Surprising Limits Discovered in Quest for Optimal Solutions
Introduction
Our lives are a succession of optimization problems. They occur when we search for the fastest route home from work or attempt to balance cost and quality on a trip to the store, or even when we decide how to spend limited free time before bed.
These scenarios and many others can be represented as a mathematical optimization problem. Making the best decisions is a matter of finding their optimal solutions. And for a world steeped in optimization, two recent results provide both good and bad news.
In a paper posted in August 2020, Amir Ali Ahmadi of Princeton University and his former student, Jeffrey Zhang, who is now at Carnegie Mellon University, established that for some quadratic optimization problems — in which pairs of variables can interact — it’s computationally infeasible to find even locally optimal solutions in a time-efficient manner.

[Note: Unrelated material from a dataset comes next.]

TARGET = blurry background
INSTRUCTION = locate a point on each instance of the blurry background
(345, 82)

But then, two days later, Zhang and Ahmadi released a second paper with a positive takeaway. They proved that it’s always possible to quickly identify whether a cubic polynomial — which can feature three-way interactions between variables — has a local minimum, and to find it if it does.
The limits are not what their discoverers expected.
“I wouldn’t have thought that something magical happens with cubics which makes their local minima tractable to find,” said Ahmadi.
Altogether, the results establish two important markers in the study of computational complexity, proving that certain kinds of problems are easy to solve while others are necessarily hard.
They also provide new guardrails for researchers interested in optimization across a variety of fields, from finance to autonomous systems.
Life Into Math
Suppose you’re in charge of a car factory that only makes two models, the Cheapo and the Deluxe. The Deluxe sells for more than the Cheapo, costs more to manufacture and takes up more time on the production line. How many of each should the factory build?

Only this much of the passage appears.